Exterminador do futuro
“(...) a agência
da ONU para a infância denunciou a perda de habilidades básicas de aritmética e
alfabetização: 'Além da perda de aprendizado, o fechamento das escolas afetou a
saúde mental das crianças, reduziu seu acesso a uma fonte regular de nutrição e
aumentou o risco de abuso' (...)”.
A pandemia da Covid-19
aprofundou a crise na educação, mas não a forjou.

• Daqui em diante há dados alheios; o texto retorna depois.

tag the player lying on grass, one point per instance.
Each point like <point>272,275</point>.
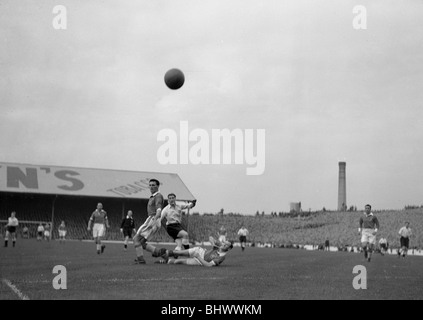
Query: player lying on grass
<point>199,256</point>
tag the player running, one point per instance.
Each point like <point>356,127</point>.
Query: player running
<point>151,225</point>
<point>40,232</point>
<point>222,234</point>
<point>11,226</point>
<point>62,232</point>
<point>243,233</point>
<point>199,256</point>
<point>383,244</point>
<point>369,226</point>
<point>405,233</point>
<point>47,232</point>
<point>99,218</point>
<point>173,214</point>
<point>127,227</point>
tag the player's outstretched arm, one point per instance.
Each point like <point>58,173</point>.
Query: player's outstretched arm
<point>204,262</point>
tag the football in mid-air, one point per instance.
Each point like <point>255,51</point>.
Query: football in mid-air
<point>174,79</point>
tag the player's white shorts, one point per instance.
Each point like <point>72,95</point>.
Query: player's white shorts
<point>98,230</point>
<point>150,227</point>
<point>193,253</point>
<point>196,251</point>
<point>368,235</point>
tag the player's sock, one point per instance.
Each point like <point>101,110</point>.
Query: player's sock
<point>155,253</point>
<point>140,253</point>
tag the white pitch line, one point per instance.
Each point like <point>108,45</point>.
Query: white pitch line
<point>15,289</point>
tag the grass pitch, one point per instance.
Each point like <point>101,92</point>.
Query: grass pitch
<point>26,271</point>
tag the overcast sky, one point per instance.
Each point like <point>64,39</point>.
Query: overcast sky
<point>93,95</point>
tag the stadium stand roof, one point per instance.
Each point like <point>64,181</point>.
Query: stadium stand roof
<point>40,179</point>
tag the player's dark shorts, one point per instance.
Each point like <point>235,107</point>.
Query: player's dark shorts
<point>404,242</point>
<point>127,232</point>
<point>173,229</point>
<point>11,229</point>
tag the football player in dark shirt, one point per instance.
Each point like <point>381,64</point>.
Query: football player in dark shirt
<point>127,227</point>
<point>198,256</point>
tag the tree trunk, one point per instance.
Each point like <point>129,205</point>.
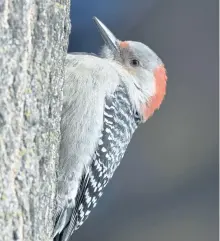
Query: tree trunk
<point>33,45</point>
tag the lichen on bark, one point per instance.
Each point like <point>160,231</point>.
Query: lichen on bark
<point>33,45</point>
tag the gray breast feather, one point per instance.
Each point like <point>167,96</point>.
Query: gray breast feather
<point>119,124</point>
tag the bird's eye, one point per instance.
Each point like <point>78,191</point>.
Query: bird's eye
<point>134,62</point>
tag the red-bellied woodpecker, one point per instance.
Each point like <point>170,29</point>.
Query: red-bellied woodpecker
<point>105,99</point>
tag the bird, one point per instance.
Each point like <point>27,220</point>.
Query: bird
<point>105,98</point>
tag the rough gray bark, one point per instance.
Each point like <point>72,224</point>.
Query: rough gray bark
<point>33,45</point>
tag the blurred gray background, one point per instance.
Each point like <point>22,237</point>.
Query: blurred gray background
<point>166,188</point>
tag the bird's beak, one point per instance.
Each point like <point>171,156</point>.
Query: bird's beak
<point>109,38</point>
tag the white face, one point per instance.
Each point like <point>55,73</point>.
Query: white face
<point>141,62</point>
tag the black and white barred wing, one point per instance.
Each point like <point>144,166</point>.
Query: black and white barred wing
<point>119,124</point>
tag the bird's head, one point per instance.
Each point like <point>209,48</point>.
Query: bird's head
<point>142,63</point>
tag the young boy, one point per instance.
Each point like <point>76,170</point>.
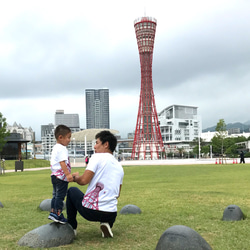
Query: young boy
<point>61,172</point>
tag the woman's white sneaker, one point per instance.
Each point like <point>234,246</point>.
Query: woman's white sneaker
<point>106,230</point>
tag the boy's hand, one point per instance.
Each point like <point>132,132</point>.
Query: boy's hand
<point>69,177</point>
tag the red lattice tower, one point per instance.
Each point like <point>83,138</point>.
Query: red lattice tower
<point>147,140</point>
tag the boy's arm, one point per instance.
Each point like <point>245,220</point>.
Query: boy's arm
<point>66,171</point>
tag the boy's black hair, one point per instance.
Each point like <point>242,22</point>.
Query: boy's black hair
<point>62,130</point>
<point>107,136</point>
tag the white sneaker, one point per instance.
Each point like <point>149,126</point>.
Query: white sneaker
<point>106,230</point>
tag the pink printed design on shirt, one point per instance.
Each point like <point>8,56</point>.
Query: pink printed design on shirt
<point>90,200</point>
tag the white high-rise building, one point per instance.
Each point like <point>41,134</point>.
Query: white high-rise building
<point>97,108</point>
<point>179,125</point>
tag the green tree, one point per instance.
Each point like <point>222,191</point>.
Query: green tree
<point>3,131</point>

Escancarou a tragédia de uma
área negligenciada por um governo incompetente e mal-intencionado. Não é por
boa-fé que um presidente da República, em três anos de mandato, conta quatro
ministros da Educação; quatro presidentes do FNDE, o fundo que banca as
políticas públicas do setor; e cinco presidentes do Inep, o órgão responsável
por monitoramento e avaliação do sistema educacional, além da aplicação do
Enem, porta de entrada dos jovens no ensino superior. À luz do atual escândalo,
está claro que exterminador do futuro de crianças e adolescentes brasileiros é
o veneno que mistura desmonte institucional, violação à laicidade do Estado,
tráfico de influência, corrupção e propina em barra de ouro.
Jair Bolsonaro nunca
escondeu ser motor de destruição da educação, da cultura, do meio ambiente.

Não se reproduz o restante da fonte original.